Optimizing the care model for an uncomplicated acute pain episode in sickle cell disease.

Author information

1
Centre for Genomics and Child Health, Blizard Institute, Barts and The London School of Medicine and Dentistry, Queen Mary University of London, London, United Kingdom; and.
2
Departments of Haematology and Paediatric Haematology, Royal London Hospital, Bart's Health National Health Service Trust, London, United Kingdom.

Abstract

The pathophysiology, clinical presentation, and natural history of acute pain in sickle cell disease are unique and require a disease-centered approach that also applies general principles of acute and chronic pain management. The majority of acute pain episodes are managed at home without the need to access health care. The long-term consequences of poorly treated acute pain include chronic pain, adverse effects of chronic opioid usage, psychological maladjustment, poor quality of life, and excessive health care utilization. There is no standard protocol for management of an acute pain crisis in either the hospital or the community. The assumptions that severe acute pain must be managed in the hospital with parenteral opioids and that strong opioids are needed for home management of pain need to be questioned.
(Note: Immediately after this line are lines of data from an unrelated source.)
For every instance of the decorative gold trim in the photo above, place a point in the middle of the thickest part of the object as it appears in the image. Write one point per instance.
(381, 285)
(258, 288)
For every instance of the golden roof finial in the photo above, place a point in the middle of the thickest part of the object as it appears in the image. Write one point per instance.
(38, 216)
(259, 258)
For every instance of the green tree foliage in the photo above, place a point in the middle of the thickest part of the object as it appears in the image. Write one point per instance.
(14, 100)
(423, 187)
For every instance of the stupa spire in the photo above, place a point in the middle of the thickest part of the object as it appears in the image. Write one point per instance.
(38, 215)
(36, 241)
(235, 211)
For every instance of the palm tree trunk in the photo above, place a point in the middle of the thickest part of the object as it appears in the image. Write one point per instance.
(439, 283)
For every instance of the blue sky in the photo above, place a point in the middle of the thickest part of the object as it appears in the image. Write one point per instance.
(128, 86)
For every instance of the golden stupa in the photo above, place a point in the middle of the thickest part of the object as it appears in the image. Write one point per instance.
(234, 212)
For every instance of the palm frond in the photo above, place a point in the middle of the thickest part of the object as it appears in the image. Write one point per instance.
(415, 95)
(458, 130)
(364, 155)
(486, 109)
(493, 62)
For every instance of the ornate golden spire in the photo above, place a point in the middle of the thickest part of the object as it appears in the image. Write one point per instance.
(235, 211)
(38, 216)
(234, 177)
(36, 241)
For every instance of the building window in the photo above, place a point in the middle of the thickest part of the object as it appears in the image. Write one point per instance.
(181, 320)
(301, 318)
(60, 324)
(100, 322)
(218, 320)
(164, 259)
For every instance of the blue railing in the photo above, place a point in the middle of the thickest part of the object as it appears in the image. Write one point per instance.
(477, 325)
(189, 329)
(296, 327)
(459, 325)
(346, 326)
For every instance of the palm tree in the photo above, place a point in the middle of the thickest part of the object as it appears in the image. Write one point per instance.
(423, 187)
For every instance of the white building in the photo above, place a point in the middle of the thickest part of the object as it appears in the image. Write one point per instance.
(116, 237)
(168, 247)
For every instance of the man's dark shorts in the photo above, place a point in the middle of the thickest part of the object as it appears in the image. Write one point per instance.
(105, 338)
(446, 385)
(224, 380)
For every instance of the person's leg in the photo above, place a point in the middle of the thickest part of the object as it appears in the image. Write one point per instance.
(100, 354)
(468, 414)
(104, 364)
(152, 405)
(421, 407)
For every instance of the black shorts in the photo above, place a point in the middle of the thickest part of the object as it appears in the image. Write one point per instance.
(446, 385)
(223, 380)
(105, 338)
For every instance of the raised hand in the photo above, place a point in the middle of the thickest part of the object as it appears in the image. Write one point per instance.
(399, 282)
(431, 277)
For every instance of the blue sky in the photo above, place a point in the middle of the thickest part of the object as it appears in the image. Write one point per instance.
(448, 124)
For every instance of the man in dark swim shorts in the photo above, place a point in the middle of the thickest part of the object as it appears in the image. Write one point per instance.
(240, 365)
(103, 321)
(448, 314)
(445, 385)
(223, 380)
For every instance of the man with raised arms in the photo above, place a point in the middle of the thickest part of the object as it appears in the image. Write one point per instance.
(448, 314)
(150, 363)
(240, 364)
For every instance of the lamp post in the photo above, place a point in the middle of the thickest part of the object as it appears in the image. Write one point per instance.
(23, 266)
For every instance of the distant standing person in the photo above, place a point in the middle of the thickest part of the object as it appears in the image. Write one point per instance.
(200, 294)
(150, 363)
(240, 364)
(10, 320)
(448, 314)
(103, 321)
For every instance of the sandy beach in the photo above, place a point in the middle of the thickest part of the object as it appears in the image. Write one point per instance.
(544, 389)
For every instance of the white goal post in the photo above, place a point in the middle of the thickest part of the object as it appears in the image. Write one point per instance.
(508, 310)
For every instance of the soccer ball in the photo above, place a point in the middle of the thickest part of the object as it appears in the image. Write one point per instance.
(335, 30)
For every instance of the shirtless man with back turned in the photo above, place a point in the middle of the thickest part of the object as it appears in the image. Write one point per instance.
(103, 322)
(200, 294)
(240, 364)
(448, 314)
Pain management in the emergency department often does not meet acceptable standards, while chronic use of strong opioids is likely to result in opioid-induced hyperalgesia, exacerbation of chronic pain symptoms, and opioid dependency. We suggest that an integrated approach is needed to control the underlying condition, modify psychological responses, optimize social support, and ensure that health care services provide safe, effective, and prompt treatment of acute pain and appropriate management of chronic pain. This integrated approach should begin at an early age and continue through the adolescent, transition, and adult phases of the care model.

PMID:
29222301
PMCID:
PMC6142581
[Available on 2018-12-08]
DOI:
10.1182/asheducation-2017.1.525
[Indexed for MEDLINE]

Conflict of interest statement

Conflict-of-interest disclosure: P.T. is on the board of directors or an advisory committee for Pfizer; has received research funding from Napp and Kyowakirin; has consulted for Novartis, Global Blood Therapeutics, and Bluebird Bio; and has received honoraria from Novartis, Global Blood Therapeutics, Apopharma, and Bluebird Bio. B.K. is on the board of directors or an advisory committee for Astra Zeneca and has received honoraria from Novartis.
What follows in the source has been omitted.